5 April 2012 By Martin Langfield

Without trust, society splits into warring tribes and parasites prosper. The financial crisis of 2008 is a powerful example of what can happen when individuals or small groups set their own gain above the common good. Meanwhile, the U.S. debt debate shows how political polarization can lead to potentially crippling paralysis.

People are moral creatures, social psychologist Jonathan Haidt writes in “The Righteous Mind.” Citing brain research, evolutionary psychology and the social sciences, Haidt says successful societies use a shared sense of morality to bind citizens to the common good. In a broad sense, religion has been a highly effective tool for building social cohesion and trust. Security expert Bruce Schneier, who charts similar ground in his book “Liars & Outliers,” largely agrees.

Yet people’s moral reactions – feelings of disgust at cheaters and freeloaders, for example – can serve to blind and well as bind. Conservatives may be working from a different moral palette to the one used by the political left. The result, Haidt writes, can be a dialogue of the deaf. Some groups – “Occupy Wall Street” protesters or Obamacare supporters, for example – are motivated by concerns about fairness and sympathy for victims and underdogs. Meanwhile others – like social conservatives and free-market enthusiasts – have a broader set of concerns.

Conservatives, Haidt says, are not immune to questions of fairness, protecting the weak and fighting oppression. But they are also motivated by moral concerns that barely register – or may even be considered immoral – on the left.

Sections of his book could almost have been titled “How a left-leaning academic atheist came to see that conservatives are not just plain wrong.” Haidt lists the “conservative” moral concerns as: loyalty and betrayal; authority and subversion; and sanctity and degradation. Taken to an extreme, these moral motivators can trigger highly tribal and divisive behavior, as seen in controversies over abortion, flag-burning, or excesses in the U.S. response to the attacks of 9/11.

Yet Haidt notes conservatives have an innate ability to appeal to a broader cross-section of people over such concerns, and a cohesive society should address them all. His book is, in part, a plea for Americans on the polarized left and right to understand how each side thinks and reacts in moral terms. Rebuilding trust will serve the common good.

If Schneier agrees with Haidt about the usefulness of moral pressure in keeping groups cohesive and cooperative, he also makes the salutary point that it is impossible – and undesirable – to produce completely compliant societies.

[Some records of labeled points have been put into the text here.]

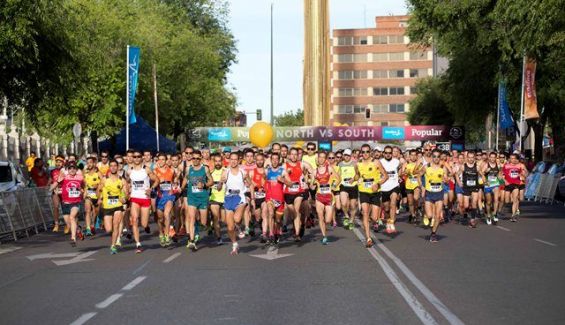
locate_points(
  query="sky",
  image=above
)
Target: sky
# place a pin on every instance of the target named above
(249, 21)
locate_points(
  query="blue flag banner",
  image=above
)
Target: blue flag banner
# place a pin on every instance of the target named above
(133, 69)
(506, 120)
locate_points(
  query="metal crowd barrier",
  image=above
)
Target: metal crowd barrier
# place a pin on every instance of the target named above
(25, 210)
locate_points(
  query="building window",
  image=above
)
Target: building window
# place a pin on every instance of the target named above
(397, 56)
(380, 74)
(396, 73)
(396, 91)
(380, 91)
(396, 108)
(396, 39)
(418, 55)
(381, 39)
(380, 108)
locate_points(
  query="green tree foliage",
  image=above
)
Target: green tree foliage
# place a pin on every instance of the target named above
(485, 42)
(187, 41)
(292, 118)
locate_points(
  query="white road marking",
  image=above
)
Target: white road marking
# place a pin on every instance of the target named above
(109, 301)
(545, 242)
(449, 316)
(134, 283)
(172, 257)
(408, 296)
(5, 250)
(83, 319)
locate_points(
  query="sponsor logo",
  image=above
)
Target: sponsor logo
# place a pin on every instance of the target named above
(393, 133)
(220, 134)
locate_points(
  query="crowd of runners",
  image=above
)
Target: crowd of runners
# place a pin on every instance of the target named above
(280, 190)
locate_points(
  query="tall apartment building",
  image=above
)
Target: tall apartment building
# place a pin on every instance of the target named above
(375, 70)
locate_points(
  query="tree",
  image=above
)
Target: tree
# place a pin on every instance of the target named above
(291, 118)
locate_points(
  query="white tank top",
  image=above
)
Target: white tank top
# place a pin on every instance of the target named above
(139, 183)
(391, 168)
(235, 184)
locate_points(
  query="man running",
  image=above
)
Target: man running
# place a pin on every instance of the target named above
(436, 177)
(112, 200)
(372, 176)
(141, 177)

No home, computer system or society can be made entirely safe from attack or subversion, he writes, and trying to do so can end up being counter-productive. Individuals who secede from the values of the society around them may be parasitical – think of self-interested financiers flogging bad mortgages in the 2008 financial meltdown. But they may equally be catalysts of necessary change, as in the Arab Spring or campaigns against slavery. In a police state, as in a failed state, trust is dead, Schneier says. To be healthy, every society needs a few defectors.